One of the ongoing questions from members of boards of directors is how to resolve the tension between oversight and managing.

An excellent starting point to understanding this role is to consider the metaphor, “put sand in the shoes of management,” meaning that boards need to continually challenge management on the scenarios that management has considered and what stories it is telling itself about what could go wrong. Moreover, as aptly shown by the phrase, “boards need to get management out of its comfort zone,” executive teams begin to believe about themselves and how well they are doing. The independent challenge that the board can offer is that by putting that little bit of sand in the shoe of management it makes sure management is thinking about things carefully.

The key role of the board is not management, but oversight focusing on governance. To have good oversight, an effective board should challenge senior management not only on what they have planned for, but what they may not have considered, or may not have even known about.

A board should focus on all those stakeholders involved in the company. This can include the management team itself, the employees, shareholders, business venture partners, and the board members themselves.

Reputational damage hurts everyone. One of the things that can really make a difference to management is when the board is able to be an effective devil’s advocate—not managing the senior executives, but rather assisting them in their governing role by helping management to step back and think critically of their own underlying assumptions and biases.

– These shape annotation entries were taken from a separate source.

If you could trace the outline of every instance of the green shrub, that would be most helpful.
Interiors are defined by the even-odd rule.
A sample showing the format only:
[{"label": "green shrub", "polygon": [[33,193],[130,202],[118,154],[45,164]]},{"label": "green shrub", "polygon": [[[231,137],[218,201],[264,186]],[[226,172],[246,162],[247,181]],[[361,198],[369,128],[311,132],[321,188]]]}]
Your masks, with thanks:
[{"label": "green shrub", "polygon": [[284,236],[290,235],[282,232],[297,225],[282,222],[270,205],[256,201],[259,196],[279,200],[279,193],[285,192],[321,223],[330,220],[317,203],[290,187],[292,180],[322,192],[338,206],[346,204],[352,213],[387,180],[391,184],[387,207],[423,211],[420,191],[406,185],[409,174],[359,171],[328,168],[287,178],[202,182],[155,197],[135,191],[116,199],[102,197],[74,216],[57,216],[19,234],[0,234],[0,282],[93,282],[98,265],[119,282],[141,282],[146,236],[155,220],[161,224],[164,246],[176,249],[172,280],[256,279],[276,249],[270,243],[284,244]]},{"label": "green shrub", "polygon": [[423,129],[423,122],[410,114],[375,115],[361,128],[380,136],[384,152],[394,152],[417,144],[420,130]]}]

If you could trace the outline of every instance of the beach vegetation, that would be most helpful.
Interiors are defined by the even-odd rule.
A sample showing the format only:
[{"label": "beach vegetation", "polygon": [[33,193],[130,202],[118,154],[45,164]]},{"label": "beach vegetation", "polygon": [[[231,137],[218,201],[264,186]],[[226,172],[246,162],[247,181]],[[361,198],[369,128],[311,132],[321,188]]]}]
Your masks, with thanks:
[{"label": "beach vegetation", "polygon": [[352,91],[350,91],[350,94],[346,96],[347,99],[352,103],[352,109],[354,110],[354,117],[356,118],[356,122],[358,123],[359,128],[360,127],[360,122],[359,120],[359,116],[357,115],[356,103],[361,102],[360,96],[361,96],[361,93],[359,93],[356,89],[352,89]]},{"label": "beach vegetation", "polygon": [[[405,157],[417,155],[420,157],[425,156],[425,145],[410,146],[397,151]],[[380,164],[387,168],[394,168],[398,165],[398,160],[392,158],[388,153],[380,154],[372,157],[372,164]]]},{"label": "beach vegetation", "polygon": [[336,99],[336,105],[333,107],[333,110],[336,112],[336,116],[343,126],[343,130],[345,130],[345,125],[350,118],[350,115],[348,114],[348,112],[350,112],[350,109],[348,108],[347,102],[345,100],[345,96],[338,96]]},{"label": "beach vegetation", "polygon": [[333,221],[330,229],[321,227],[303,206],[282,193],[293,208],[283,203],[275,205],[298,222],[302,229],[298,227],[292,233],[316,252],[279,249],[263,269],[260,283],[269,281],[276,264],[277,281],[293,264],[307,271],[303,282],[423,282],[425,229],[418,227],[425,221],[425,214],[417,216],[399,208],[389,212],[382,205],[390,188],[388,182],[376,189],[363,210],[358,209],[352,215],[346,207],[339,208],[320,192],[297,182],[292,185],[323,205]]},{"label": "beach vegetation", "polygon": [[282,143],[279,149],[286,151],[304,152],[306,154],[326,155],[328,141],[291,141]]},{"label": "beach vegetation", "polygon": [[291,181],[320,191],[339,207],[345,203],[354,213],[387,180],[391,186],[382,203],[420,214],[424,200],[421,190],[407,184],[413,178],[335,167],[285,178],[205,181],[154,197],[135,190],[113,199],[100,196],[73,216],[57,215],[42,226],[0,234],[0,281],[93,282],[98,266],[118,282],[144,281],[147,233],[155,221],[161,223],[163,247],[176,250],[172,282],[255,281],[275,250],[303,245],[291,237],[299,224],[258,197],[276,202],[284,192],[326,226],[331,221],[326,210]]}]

One of the continuing struggles I hear from board members is asymmetrical information, largely due to the siloed nature of company information and structures. These sorts of barriers are pervasive in any company of any size that has different operations, product lines, and markets in different countries and time zones. These limitations in the free flow of information by themselves create a risk to the organization, its investors, employees, and the board’s ability to ask questions.

It's a reminder to management to listen carefully to its own organization and be able to link information to all of the places it needs to be fed, lest you suffer the same fate as Wells Fargo's board, which led to its fraudulent accounts scandal.